John Taylor

Personal information
- Born: 18 March 1928 Bangalore, British India
- Died: 9 March 2015 (aged 86) Boulogne-Billancourt, France

Sport
- Sport: Field hockey
- Position: Inside-right/winger

Senior career
- Years: Team / Caps / Goals
- 1951–1953: Cambridge University / - / -
- 1954–1955: Rhyl / - / -

National team
- Years: Team / Caps / Goals
- –: Great Britain /  / -
- –: Wales /  / -

Medal record
Men's field hockey
Representing Great Britain
| Bronze medal – third place | 1952 Helsinki | Team competition |

= John Paskin Taylor =

British field hockey player

John Paskin Taylor (18 March 1928 - 9 March 2015) was a British field hockey player who competed in the 1952 Summer Olympics.

== Biography ==
Taylor was born in Bangalore, British India, the son of a Wesleyan minister. He was educated at Kingswood School in Bath and studied at Trinity College, Cambridge.

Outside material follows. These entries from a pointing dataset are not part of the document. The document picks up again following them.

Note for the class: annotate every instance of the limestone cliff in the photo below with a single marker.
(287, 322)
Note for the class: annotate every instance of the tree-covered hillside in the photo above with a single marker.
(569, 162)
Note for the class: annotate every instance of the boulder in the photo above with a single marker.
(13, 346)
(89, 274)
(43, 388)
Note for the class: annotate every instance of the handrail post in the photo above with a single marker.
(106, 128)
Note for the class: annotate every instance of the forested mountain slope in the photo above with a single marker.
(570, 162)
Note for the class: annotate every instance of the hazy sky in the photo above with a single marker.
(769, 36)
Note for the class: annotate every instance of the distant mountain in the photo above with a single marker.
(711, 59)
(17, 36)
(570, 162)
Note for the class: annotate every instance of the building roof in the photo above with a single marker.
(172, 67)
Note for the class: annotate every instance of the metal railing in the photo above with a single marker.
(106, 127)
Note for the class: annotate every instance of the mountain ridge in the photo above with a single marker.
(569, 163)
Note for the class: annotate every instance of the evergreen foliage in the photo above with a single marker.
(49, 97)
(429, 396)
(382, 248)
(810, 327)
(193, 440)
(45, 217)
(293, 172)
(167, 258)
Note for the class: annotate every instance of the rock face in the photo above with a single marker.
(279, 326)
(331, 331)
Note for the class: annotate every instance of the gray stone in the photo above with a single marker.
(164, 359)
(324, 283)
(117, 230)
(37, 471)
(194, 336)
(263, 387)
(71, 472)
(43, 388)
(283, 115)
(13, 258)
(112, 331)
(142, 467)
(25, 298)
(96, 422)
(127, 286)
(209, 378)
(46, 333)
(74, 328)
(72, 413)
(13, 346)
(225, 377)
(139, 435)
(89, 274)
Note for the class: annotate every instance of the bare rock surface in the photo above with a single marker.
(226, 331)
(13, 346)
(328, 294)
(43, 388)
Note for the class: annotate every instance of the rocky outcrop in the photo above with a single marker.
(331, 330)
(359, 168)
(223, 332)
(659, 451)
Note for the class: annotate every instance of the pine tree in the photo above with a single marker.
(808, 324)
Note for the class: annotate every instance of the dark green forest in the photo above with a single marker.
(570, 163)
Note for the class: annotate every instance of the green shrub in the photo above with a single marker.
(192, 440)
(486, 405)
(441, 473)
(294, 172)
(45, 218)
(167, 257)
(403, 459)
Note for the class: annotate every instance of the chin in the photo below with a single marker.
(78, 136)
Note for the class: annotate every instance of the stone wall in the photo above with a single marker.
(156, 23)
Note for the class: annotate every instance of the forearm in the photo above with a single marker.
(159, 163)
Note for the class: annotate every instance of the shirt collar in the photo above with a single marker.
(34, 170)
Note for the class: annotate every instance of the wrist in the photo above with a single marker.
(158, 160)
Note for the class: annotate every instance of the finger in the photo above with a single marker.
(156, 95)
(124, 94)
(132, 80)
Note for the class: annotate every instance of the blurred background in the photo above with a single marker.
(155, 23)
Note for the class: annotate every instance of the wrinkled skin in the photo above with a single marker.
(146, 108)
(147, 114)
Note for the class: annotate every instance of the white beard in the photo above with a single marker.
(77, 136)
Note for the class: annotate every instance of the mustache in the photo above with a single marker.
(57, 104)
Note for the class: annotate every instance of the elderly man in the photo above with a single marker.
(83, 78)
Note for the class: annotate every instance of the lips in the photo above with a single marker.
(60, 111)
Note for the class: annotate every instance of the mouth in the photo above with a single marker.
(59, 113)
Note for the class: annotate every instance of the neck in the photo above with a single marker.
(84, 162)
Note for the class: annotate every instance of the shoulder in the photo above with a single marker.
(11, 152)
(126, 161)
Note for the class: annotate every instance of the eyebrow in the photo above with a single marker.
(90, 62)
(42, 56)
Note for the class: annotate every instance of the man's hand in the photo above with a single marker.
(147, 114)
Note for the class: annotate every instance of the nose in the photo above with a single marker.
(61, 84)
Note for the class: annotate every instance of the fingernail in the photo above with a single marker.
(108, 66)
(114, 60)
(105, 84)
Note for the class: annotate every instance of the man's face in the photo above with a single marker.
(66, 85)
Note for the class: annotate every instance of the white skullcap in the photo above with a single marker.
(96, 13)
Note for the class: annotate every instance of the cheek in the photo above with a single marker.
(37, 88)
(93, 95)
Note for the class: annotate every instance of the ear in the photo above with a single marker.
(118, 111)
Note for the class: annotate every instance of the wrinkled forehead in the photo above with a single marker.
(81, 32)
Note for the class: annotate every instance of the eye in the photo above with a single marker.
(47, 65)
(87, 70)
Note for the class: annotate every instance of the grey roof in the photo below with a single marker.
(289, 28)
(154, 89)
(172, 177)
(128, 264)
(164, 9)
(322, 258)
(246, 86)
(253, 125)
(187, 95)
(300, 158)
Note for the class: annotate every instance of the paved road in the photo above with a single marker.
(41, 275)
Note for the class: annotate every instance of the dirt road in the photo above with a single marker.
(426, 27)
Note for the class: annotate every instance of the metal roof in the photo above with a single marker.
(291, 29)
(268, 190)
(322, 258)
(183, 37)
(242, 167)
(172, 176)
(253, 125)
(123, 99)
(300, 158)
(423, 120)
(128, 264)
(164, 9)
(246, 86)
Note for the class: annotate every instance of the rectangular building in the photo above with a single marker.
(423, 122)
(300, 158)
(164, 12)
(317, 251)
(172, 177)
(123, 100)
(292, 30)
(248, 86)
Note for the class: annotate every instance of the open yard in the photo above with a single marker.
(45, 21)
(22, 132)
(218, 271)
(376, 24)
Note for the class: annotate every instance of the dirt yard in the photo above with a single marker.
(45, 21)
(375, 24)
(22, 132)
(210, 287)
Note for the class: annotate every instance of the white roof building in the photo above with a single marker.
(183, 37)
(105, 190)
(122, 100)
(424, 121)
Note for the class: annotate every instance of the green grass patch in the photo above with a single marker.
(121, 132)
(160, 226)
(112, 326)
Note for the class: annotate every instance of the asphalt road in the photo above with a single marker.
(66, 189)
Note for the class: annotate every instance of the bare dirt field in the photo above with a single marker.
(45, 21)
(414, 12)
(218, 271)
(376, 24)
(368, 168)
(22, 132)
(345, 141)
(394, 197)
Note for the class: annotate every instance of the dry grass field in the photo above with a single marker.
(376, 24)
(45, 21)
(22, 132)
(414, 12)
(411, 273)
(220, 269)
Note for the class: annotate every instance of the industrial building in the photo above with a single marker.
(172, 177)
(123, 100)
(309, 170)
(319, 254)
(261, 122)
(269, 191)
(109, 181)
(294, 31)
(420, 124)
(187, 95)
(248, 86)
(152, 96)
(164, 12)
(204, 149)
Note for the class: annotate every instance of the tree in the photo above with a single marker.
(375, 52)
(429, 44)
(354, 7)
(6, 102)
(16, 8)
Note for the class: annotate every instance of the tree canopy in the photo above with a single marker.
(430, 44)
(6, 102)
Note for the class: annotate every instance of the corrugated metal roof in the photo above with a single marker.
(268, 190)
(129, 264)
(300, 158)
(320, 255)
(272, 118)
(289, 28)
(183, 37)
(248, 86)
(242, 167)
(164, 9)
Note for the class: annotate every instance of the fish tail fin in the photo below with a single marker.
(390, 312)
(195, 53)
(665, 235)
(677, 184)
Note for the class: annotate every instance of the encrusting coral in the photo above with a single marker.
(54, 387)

He played for and became secretary of the Cambridge University hockey team and won his blue in 1951 and 1952. After Cambridge he played club hockey for Rhyl Hockey Club and represented Wales at international level.

Taylor received the call up for the Olympics in May 1952 and was one of three Welshman in the team with Graham Dadds and Bill Lindsay-Smith. He subsequently represented Great Britain in the field hockey tournament at the 1952 Olympic Games in Helsinki, where he won the bronze medal. He played one match as forward.